A bad mood that remained unwavering through the information that our main water line was probably broken by either freezing temperatures or tree roots.

A bad mood that was steadfast through the explanation that home warranties don’t cover plumbing issues resulting from either of these causes.

A bad mood that remained fixed like a barnacle on the underbelly of a rusted sea freighter upon hearing that all of the trouble we went through to get the pipes scoped prior to purchasing this house were all for naught, and that the main water line of “these old houses” tends to run directly under the foundation of the home—meaning that any repairs will involve accessing a pipe UNDERNEATH OUR HOUSE.

That bad mood? It wasn’t going anywhere.

Especially after Haigen informed me that the plumber? He snaked the pipe and EXPUNGED FROM IT HANDFULS OF USED TAMPONS.

And most certainly that bad mood of mine didn’t budge when Haigen described his reaction to the tampon-extraction as, “Freaked out. At first I thought they were dead mice.”

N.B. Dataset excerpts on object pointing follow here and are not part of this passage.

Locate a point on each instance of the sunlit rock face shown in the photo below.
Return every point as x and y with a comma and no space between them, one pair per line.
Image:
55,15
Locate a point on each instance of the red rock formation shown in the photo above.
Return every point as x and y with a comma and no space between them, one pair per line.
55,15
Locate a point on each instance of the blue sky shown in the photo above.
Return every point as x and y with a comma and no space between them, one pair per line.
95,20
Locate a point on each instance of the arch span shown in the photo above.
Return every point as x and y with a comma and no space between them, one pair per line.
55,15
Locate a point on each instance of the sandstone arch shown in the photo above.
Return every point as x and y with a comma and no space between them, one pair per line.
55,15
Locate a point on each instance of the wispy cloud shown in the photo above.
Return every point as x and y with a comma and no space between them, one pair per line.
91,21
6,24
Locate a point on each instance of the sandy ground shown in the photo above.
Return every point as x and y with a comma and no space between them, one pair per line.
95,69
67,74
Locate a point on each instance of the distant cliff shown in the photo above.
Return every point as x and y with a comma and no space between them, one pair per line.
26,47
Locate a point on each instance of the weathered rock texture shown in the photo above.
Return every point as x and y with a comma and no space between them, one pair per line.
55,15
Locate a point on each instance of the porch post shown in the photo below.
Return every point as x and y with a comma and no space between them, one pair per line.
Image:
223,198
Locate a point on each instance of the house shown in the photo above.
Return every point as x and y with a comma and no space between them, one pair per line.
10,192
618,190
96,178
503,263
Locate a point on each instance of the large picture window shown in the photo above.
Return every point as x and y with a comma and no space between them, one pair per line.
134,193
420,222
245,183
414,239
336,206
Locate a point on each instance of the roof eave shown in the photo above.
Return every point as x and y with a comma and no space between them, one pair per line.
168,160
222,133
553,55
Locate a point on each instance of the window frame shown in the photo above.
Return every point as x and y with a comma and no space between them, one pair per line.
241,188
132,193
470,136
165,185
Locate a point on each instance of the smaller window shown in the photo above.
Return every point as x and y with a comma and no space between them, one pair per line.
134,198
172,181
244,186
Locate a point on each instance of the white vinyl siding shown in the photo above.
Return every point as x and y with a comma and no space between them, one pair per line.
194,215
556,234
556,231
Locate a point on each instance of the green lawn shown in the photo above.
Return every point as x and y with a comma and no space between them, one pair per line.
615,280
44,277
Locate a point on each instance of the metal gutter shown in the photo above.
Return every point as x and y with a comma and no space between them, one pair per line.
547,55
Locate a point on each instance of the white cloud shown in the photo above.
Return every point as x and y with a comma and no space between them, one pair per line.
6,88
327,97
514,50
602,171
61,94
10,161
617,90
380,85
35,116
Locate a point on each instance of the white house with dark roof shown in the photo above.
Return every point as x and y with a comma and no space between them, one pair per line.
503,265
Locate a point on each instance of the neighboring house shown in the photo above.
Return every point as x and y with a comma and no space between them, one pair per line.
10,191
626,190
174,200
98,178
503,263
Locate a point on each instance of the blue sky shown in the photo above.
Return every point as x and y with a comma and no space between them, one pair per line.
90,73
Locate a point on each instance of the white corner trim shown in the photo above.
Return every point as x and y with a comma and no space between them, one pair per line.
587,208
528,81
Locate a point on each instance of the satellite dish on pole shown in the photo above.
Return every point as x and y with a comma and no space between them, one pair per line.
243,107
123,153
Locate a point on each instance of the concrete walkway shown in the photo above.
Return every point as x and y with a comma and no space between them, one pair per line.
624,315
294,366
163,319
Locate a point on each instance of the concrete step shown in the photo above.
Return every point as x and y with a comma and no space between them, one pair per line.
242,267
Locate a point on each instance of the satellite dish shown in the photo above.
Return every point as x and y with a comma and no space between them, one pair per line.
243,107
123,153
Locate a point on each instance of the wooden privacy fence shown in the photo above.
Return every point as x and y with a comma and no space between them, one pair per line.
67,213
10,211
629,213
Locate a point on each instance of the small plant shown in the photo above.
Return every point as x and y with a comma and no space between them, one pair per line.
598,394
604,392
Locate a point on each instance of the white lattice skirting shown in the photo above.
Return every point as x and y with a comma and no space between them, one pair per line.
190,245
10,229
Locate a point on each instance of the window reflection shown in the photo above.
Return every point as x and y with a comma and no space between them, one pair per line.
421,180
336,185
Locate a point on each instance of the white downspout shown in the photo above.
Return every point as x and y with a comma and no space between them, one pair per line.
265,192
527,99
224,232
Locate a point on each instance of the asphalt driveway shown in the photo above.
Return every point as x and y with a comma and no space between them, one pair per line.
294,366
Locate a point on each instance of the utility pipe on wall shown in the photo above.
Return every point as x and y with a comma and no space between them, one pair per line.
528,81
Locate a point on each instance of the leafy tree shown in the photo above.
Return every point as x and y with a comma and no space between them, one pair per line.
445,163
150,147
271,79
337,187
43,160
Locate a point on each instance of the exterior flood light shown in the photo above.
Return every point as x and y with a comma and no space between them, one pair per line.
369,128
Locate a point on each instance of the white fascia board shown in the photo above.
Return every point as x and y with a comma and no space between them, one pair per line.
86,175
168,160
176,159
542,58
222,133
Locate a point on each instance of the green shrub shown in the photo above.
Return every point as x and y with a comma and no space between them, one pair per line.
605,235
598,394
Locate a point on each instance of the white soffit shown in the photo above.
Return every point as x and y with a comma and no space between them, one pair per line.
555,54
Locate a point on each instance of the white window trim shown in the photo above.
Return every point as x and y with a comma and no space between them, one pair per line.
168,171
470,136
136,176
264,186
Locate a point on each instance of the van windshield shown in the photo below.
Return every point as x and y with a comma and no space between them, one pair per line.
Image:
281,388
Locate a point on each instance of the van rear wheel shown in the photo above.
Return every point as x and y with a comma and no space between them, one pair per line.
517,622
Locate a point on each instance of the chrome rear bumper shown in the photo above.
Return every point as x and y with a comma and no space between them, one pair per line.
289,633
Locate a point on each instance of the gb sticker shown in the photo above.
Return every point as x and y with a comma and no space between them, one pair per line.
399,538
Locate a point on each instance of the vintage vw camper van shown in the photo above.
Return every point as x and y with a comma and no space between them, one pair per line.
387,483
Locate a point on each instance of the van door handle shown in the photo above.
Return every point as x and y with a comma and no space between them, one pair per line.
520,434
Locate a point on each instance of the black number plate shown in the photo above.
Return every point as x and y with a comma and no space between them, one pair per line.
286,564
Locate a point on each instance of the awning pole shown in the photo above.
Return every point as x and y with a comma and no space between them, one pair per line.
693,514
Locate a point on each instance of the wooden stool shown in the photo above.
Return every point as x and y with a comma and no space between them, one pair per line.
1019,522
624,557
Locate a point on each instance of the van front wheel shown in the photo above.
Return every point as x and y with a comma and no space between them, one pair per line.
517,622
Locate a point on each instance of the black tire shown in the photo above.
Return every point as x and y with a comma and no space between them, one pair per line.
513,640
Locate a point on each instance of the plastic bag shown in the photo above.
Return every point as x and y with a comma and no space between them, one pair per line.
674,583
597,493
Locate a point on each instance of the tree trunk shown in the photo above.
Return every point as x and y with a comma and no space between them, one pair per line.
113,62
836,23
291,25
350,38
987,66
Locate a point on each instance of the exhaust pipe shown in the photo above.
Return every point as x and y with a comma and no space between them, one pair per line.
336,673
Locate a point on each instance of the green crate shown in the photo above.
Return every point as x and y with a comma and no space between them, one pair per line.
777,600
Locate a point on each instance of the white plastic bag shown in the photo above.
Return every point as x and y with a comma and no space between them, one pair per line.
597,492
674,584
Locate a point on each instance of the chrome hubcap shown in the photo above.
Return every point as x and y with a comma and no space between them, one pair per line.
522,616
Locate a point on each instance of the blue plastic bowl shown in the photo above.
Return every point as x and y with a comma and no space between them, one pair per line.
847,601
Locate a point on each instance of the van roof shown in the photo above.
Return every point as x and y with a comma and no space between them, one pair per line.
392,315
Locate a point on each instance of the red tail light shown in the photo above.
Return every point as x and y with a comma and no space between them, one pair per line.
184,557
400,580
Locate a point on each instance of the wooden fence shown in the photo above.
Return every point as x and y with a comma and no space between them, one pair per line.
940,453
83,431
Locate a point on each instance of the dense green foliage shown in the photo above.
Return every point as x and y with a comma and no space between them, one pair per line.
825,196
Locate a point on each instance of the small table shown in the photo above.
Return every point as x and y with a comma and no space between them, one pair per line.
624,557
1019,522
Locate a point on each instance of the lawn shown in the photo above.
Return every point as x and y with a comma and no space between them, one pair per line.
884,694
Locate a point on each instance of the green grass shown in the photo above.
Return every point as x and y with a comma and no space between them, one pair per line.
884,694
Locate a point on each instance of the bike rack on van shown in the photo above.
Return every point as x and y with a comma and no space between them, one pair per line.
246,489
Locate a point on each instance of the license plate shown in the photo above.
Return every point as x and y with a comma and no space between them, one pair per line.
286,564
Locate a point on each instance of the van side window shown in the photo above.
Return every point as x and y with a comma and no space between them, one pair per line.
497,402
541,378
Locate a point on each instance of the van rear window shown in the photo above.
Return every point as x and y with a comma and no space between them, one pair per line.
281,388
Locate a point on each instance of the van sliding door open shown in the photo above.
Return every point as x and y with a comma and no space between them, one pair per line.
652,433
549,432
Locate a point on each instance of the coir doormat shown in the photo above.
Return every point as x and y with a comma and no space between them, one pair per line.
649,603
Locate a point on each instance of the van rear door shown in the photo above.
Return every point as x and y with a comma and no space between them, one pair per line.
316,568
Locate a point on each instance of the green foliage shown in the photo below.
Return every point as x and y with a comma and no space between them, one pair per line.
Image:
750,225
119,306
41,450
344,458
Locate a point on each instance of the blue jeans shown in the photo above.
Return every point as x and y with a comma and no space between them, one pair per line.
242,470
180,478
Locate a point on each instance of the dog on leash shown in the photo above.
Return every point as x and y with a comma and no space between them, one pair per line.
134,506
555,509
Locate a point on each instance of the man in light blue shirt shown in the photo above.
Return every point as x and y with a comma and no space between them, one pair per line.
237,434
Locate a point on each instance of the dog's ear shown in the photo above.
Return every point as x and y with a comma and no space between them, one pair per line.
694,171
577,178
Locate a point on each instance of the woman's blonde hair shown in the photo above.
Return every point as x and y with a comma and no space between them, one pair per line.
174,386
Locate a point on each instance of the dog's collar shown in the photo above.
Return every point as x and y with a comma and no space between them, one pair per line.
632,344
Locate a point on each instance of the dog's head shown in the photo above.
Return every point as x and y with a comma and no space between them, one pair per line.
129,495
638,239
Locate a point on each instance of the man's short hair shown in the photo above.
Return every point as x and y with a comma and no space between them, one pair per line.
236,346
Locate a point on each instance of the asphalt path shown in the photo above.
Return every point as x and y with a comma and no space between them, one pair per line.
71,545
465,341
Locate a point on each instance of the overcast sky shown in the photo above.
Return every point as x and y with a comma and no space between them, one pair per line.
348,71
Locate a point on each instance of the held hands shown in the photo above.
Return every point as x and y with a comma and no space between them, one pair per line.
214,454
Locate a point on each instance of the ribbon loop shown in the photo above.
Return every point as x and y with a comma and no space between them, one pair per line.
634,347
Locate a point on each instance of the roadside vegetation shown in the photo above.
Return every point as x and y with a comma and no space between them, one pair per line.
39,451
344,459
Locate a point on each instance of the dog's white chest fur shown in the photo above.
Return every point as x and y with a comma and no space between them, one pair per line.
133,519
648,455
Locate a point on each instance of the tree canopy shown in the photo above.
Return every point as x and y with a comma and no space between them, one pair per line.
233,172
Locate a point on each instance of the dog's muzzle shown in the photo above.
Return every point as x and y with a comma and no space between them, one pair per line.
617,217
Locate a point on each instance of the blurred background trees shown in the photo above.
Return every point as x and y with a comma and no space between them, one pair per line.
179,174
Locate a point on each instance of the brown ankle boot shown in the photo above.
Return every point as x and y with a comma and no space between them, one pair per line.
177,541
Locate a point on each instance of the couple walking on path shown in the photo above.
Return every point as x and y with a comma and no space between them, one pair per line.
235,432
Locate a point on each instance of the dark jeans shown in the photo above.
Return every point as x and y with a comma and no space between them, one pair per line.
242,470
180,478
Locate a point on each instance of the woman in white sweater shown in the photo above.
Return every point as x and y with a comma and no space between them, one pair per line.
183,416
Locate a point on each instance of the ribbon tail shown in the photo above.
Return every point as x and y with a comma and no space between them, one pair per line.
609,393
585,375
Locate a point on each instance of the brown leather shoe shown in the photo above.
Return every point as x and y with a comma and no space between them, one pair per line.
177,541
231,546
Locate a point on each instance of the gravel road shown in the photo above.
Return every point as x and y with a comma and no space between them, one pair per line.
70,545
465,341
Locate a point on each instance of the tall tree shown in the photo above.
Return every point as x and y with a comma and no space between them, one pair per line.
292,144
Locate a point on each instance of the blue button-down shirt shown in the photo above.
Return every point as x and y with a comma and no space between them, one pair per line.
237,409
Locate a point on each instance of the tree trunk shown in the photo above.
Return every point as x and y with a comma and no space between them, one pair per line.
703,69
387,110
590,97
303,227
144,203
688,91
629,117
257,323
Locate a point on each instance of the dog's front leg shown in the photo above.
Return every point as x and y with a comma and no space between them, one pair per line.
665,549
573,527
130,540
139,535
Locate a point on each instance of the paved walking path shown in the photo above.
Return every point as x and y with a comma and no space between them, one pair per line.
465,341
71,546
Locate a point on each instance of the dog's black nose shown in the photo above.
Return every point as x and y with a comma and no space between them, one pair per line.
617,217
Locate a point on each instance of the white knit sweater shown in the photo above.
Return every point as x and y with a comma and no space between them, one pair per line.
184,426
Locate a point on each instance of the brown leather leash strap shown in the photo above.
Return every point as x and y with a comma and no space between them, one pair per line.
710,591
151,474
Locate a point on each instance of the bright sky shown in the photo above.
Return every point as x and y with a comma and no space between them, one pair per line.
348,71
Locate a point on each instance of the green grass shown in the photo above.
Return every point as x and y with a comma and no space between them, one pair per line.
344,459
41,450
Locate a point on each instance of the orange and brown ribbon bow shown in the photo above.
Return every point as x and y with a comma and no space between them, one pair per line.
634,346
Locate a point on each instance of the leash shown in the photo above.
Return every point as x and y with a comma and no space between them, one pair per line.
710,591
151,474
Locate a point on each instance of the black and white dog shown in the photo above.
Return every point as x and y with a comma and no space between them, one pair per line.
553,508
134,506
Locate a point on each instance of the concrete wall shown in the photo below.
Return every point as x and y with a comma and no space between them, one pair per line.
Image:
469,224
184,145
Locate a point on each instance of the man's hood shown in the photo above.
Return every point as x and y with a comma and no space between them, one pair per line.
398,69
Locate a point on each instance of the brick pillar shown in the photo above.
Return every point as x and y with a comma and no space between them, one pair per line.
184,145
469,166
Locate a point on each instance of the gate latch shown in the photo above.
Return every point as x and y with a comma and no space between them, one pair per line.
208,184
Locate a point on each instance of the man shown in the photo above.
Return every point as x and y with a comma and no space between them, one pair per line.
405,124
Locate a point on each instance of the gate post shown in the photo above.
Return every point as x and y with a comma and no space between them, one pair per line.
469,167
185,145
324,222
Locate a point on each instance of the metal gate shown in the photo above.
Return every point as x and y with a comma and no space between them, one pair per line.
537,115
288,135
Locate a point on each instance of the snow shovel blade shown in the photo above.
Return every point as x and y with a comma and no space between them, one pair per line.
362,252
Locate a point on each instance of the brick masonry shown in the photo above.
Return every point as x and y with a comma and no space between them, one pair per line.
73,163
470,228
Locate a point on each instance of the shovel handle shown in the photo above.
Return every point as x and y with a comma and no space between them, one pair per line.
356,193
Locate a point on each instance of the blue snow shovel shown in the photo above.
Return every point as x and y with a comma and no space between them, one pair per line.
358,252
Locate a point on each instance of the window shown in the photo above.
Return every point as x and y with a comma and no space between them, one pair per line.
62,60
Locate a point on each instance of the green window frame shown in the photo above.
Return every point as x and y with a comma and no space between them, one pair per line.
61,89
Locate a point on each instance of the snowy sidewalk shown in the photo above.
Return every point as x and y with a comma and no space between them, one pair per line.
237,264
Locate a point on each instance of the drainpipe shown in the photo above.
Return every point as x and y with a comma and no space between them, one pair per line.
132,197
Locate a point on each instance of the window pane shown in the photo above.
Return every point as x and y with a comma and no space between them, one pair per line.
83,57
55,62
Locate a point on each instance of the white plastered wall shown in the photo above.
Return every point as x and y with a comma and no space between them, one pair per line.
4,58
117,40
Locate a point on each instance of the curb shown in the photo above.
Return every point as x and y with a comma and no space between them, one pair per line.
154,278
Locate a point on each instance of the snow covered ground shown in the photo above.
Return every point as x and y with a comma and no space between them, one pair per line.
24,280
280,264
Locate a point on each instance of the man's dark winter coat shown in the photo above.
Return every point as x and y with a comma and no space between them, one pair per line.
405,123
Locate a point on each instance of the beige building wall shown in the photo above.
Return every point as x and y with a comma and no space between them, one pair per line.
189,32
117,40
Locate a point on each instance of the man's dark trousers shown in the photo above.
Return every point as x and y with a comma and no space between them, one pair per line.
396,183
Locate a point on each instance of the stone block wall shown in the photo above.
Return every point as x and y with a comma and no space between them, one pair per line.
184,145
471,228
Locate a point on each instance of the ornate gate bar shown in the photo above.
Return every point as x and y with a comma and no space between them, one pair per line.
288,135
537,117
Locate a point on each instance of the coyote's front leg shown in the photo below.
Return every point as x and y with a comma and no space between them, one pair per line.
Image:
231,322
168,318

In case you’re wondering, I’m definitely killing myself because of this.

Definitely.

3 comments:

yamshine said...

Holy crap. This is horrible honey! Oh no! let me know if you need anything. this sounds so annoying - almost makes me want to rent forever and ever amen.

Chelsie said...

This is a really terrible tale you tell-- but please, please do not off yourself as I would be greatly saddened for the rest of my days-- Plus, you're real pretty- and basically you'd be robbing this earth of one of its most glorious creatures! So don't, ok? OK. Thank you :)

Heather said...

I'm SOOOOOOOOOOO sorry!!! That really sucks! What is the plan? What are you guys supposed to do?